Perhaps I was being insensitive. I mean, I know her love interest is a white man. I know she is more "open" to who she will date than I am. I have dated outside my race in the past, but at this point in my life I know what I want. So what is it about my unapologetic desire and support of black love that became so offensive?
"It just seems like you have a problem with it" she told me as we left the first restaurant. I quickly explained that I was simply observing my surroundings and have no problem with anyone dating anybody that their HEART desires. However, as a black woman, it HURTS me to have to ask a friend who is potentially hooking me up with a black man "does he even date black women", or to know that black men in my surrounding area are overtly stating that they will not entertain black women. It HURTS me that so many black men and black women have been taught to love ourselves so little that the only value we can find in our brown skin is at the validation by another race.
To again be abundantly clear; these attitudes are very different than simply finding the one your soul loves and they also happen to not be black. I salute all of those who find true love in any race, culture, gender, or creed.
It was reflecting in this conversation that I grew tired. Fed up. I have reached various levels of frustration in the past but now I simply cannot
Why must I feel bad for loving my own? No one ever questions why my Asian, South Asian and Caucasian sisters seek or date others that look like them. If anything it is a bigger shock when my East Indian girlfriends reveal their white boyfriends. So why when we desire to be with our men...and make that desire known to the universe, it becomes a thing. It ranks right up there with the need to clarify that being "pro-black does not mean anti-white". I'm over it.

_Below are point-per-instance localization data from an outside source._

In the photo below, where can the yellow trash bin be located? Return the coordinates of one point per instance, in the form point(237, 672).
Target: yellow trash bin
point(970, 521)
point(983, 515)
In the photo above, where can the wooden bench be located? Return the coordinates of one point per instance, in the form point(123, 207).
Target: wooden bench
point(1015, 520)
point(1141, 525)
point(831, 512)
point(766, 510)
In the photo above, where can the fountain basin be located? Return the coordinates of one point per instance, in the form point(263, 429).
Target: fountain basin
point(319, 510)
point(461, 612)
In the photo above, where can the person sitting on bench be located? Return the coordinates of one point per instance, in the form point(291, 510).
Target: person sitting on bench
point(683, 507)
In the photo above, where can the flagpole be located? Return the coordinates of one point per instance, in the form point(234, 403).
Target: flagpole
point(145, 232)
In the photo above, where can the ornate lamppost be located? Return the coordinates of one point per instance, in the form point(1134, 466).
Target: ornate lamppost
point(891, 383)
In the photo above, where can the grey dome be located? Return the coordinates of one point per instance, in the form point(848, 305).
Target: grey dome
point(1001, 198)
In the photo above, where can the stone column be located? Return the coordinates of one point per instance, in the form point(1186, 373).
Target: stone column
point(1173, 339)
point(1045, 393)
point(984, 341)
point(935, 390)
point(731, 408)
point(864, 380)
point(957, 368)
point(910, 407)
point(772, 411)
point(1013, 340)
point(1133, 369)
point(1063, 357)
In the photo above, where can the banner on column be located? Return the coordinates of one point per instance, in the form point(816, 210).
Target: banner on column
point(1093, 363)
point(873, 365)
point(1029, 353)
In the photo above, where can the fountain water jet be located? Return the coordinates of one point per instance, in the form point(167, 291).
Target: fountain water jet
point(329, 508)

I know part of the answer. I know all the studies and news stories and media that tells us black women, our entire community, that the pool of "eligible" black men is too small and we should stop hoping. I understand the subliminal messaging we are being fed to weaken and dismantle any repairs to the black family. That media tells us that black men don't want us so we should stop wanting them and look elsewhere. The message to black men that we women have too much attitude, are too "strong", or too much of a hassle to love. The narrative that basically if we sit around waiting for a black men to love, honor and cherish us we are fools. Well I for one am sick of it.
Perhaps I do restrict how many free dinners I get (lol) or I do feel a little extra lonely from time to time. But I refuse to waste focusing my energy on something or someone I know is not for me. And now, I refuse to apologize any further. I refuse to feel bad for promoting something that is natural in every other community. Consider this my swan song. I love black love. And I love each person in my life and respect who they choose to love. I respect everyone's decision to be with who their soul draws them to. Now please give me the same respect and let me love my black men in peace. Please do not ask me again why I only date black men and look at me with pity in your eyes. Please withhold your need to tell me I live in an area where there are not enough to go around or why "they ain't ish" or even to convince me of "all that I'm missing". And please do not take my desires as a judgment on your lives. Love is love. I just choose to love melanated.